El candidato del Partido de la Social Democracia Brasileña (PSDB), que se había desinflado en las encuestas durante la campaña, obtuvo este domingo el 32,74 por ciento de los votos y ganó el derecho a disputar una segunda ronda frente a la aspirante oficialista, Dilma Rousseff.
Al igual que hace ocho años, cuando fue derrotado en las urnas por Luiz Inácio Lula da Silva, Serra no parte como favorito, pero por su larga experiencia en las lides electorales se postula como un duro adversario, con opciones de alcanzar la Presidencia.
A sus 68 años, Serra se ha ganado a pulso la fama de político honrado y administrador eficiente gracias a su trabajo como ministro en el Ejecutivo de Fernando Henrique Cardoso (1995-2003) y como diputado, senador, alcalde y gobernador de Sao Paulo, cargo que dejó este año para presentarse a las elecciones.

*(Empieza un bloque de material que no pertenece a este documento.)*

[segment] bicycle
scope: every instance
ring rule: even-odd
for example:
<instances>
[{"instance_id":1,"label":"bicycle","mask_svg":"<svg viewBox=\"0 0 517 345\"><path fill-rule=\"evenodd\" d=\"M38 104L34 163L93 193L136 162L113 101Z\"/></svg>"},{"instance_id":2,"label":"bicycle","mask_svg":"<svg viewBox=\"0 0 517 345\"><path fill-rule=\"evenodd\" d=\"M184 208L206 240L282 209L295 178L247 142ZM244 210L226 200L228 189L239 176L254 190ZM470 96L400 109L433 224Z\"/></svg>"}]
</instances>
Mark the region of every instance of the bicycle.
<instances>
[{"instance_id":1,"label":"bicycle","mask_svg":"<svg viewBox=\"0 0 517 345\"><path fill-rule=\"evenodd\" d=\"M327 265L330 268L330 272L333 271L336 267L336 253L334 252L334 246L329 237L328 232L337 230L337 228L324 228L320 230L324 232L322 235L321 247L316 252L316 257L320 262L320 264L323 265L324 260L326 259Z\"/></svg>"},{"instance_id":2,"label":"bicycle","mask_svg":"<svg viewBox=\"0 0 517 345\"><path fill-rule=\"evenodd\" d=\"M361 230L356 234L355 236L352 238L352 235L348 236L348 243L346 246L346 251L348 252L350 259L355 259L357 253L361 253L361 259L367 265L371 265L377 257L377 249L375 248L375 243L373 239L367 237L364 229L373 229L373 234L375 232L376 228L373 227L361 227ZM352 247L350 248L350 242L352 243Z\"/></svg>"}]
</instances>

Ideológicamente, se sitúa en el ala más a la izquierda del PSDB, por lo que sus propuestas no difieren mucho de las de su rival en las urnas, basadas en un Estado fuerte que apoye con decisión la inversión pública en áreas como infraestructuras, salud y educación y sin grandes cambios ni en la política económica ni en la exterior.
A pesar del reconocimiento popular por su buena capacidad de gestión, arrastra fama de ser antipático, carece de carisma y en esta campaña no ha conseguido arrastrar multitudes en sus mítines, que por norma general han sido actos pequeños.
Nacido el día de San José de 1942 en una humilde familia de origen italiano en Sao Paulo, entró en la política como líder estudiantil y se exilió a Chile en 1964 por el golpe militar.
En Santiago estudió economía, fue profesor, trabajó en la Comisión Económica para América Latina y el Caribe (Cepal) y se casó con la chilena Mónica Allende, bailarina y psicóloga, con quien ha tenido dos hijos.
El golpe militar de 1973 le obligó a exiliarse de nuevo, esta vez en Estados Unidos, donde se doctoró en Ciencias Económicas por la Universidad de Cornell y dio clases en Princeton.
Regresó a Brasil en 1978, siete años antes del ocaso de la dictadura, para participar en la creación del Partido Movimiento Democrático Brasileño (PMDB), con el que fue elegido diputado, su primer cargo, en 1986.
Dos años después dejó esta formación junto a otros líderes para fundar el PSDB, con el que logró la reelección y después fue el senador más votado del país en 1994.
Por invitación de su amigo, el presidente Cardoso, dio el salto al Ejecutivo, en el que fue ministro de Planificación y, después, de Salud, cartera en la que recibió sus mayores elogios, sobre todo por un programa contra el sida que obtuvo resultados muy positivos.
Después de perder las elecciones frente a Lula en 2002, Serra centró su carrera en Sao Paulo, donde obtuvo la alcaldía en 2004 y dos años después, la gobernación con 12 millones de votos, un amplio apoyo popular que se ha mantenido hasta el final de su gestión.
Con esas credenciales, volvió a optar a la jefatura del Estado, un puesto que si quiere alcanzar tendrá que mejorar su labor en la campaña electoral, que ha sido muy criticada hasta ahora por los analistas políticos.
A punto estuvo de perder en la primera vuelta por su estrategia errática, primero al presentarse como continuador de Lula para después atacar al Gobierno con agresividad por varios casos de presunta corrupción.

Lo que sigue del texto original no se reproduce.